At last it was all over. He was allowed to sit up. The acupuncture needles were pulled out, and nerve contact began. Squigs suddenly realized he could feel with the strange fingers. They seemed hypersensitive.
"Move the limb please," said Huigi professionally. "Try it out." So Squigs tried. The fingers responded, bending double-jointedly back to touch the wrist, and then writhing snakelike, twisting around each other. Then the hand reached out and goosed Kate. More by luck than judgment, Squigs' face only got the first slap. That alone was enough to make his head ring, as he tried desperately to apologize.
Huigi was laughing enough to seriously endanger himself. He'd bent forward to slap his knees. Suddenly, the black hand reached out and grabbed the vampire's neck, and began to throttle him. It was strange. Squigs could see that the vamp's throat was smooth white skin, but to the alien fingers, it felt as if it were covered in short, soft fur.

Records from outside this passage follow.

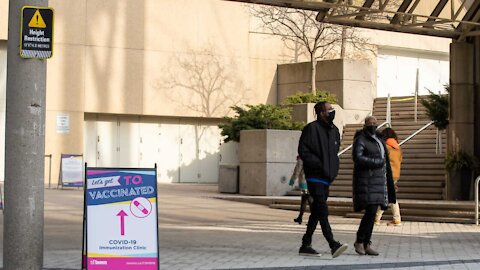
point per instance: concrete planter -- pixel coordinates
(267, 159)
(228, 168)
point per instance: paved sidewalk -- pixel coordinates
(199, 232)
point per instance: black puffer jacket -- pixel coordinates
(318, 148)
(372, 174)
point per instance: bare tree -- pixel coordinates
(301, 27)
(204, 82)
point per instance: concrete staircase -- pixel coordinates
(422, 181)
(423, 171)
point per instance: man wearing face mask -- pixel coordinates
(318, 148)
(373, 185)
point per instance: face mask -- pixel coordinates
(371, 129)
(331, 116)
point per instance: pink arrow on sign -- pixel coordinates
(122, 216)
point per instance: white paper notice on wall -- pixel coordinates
(63, 123)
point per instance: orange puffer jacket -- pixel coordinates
(396, 157)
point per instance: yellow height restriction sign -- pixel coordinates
(36, 37)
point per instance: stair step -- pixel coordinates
(404, 173)
(405, 166)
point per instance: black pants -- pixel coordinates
(303, 204)
(319, 213)
(364, 233)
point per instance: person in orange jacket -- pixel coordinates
(396, 156)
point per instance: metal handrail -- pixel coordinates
(416, 132)
(476, 199)
(351, 145)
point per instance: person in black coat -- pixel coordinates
(318, 148)
(373, 185)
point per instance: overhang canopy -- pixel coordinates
(456, 19)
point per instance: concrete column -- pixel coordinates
(476, 94)
(460, 132)
(24, 151)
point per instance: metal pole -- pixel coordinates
(389, 111)
(416, 96)
(476, 199)
(49, 169)
(24, 151)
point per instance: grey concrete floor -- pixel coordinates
(199, 232)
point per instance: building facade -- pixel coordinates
(134, 83)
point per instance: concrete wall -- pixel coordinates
(351, 80)
(267, 158)
(3, 19)
(130, 57)
(460, 133)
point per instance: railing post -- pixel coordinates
(389, 112)
(416, 97)
(476, 199)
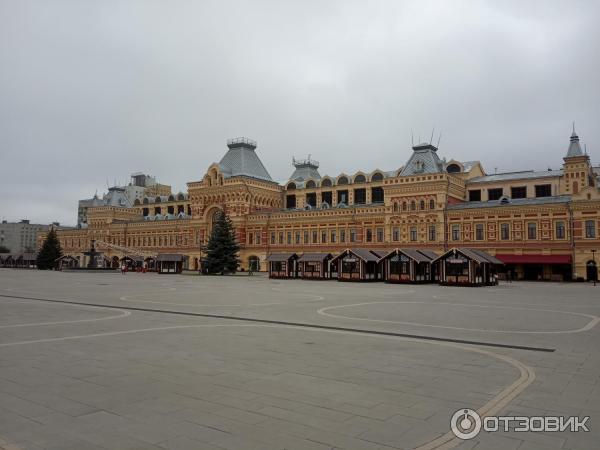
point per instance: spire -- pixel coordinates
(574, 147)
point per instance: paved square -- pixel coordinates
(132, 376)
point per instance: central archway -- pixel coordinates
(254, 263)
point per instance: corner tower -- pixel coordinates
(578, 172)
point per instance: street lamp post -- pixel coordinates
(595, 267)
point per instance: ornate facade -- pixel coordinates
(543, 225)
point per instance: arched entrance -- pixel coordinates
(212, 216)
(591, 271)
(254, 263)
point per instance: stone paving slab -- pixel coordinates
(106, 378)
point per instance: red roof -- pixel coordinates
(535, 259)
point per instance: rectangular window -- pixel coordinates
(290, 201)
(560, 230)
(495, 194)
(543, 190)
(504, 231)
(518, 192)
(343, 197)
(531, 230)
(377, 195)
(590, 229)
(432, 233)
(479, 232)
(475, 195)
(360, 196)
(456, 232)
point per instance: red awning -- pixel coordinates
(535, 259)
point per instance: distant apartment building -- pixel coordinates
(20, 237)
(141, 185)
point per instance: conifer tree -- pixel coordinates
(50, 252)
(222, 249)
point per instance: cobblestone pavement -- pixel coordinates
(132, 376)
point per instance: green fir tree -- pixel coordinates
(222, 249)
(50, 252)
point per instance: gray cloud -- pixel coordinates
(92, 91)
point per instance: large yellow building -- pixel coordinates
(543, 225)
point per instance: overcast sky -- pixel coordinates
(91, 91)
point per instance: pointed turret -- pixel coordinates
(574, 146)
(305, 169)
(241, 160)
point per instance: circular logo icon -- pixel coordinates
(465, 423)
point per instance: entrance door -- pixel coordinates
(533, 272)
(254, 264)
(591, 271)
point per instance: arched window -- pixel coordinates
(377, 176)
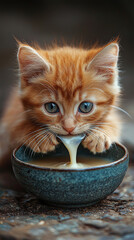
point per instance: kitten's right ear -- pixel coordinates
(31, 64)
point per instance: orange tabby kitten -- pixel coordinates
(63, 90)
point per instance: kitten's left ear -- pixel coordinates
(104, 64)
(31, 64)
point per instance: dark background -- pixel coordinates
(74, 21)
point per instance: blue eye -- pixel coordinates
(85, 107)
(51, 107)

Then, as the white face began to turn blue, and the vamp's eyes bulged, Squigs told the hand to stop.
And it did.
"The damn thing's got a mind of its own, Huigi. No wonder you were so keen to get rid of it," said Kate, staring at the black hand.
"It's all right," said Squigs, in a voice of unconvincing reassurance. "I've got it under control now."
The vampire massaged his neck, now keeping a careful distance. "That's what they always say," he muttered in a bruised-throat voice. "But, Miss Kentigern, you ain't seen nothin' yet."
Squigs tried moving the fingers again. They obeyed. They were just more mobile and sensitive than he was used to. And there were more of them. But he had a right hand again! He held it out in triumph.
A pale nimbus danced above the black hand. The air grew abruptly colder. The flames of the black candles shrunk to pin-prick size. Squigs felt the claws dig into the back of his new hand. The semi-transparent blue and red parrot that had materialized there said, "Awk! Polly wants a piece of ectoplasm!"
Squigs stared the apparition, the hairs on the back of his neck crawling. Alchemistical research had led him to discover that many of the things pooh-poohed by establishment science were real. . . . There had been some work on morphic resonance. But the reality was different to reading about it a dry tome. The dread specter opened its beak and belched, thunderously. As a cure for fear it worked remarkably well.
The vampire was rolling about on the floor laughing. The ghostly parrot turned a beady ghostly eye on him. "Who's a pretty boy then? Awk!" it asked and cracked its beak like a pistol shot. Then abruptly it vanished.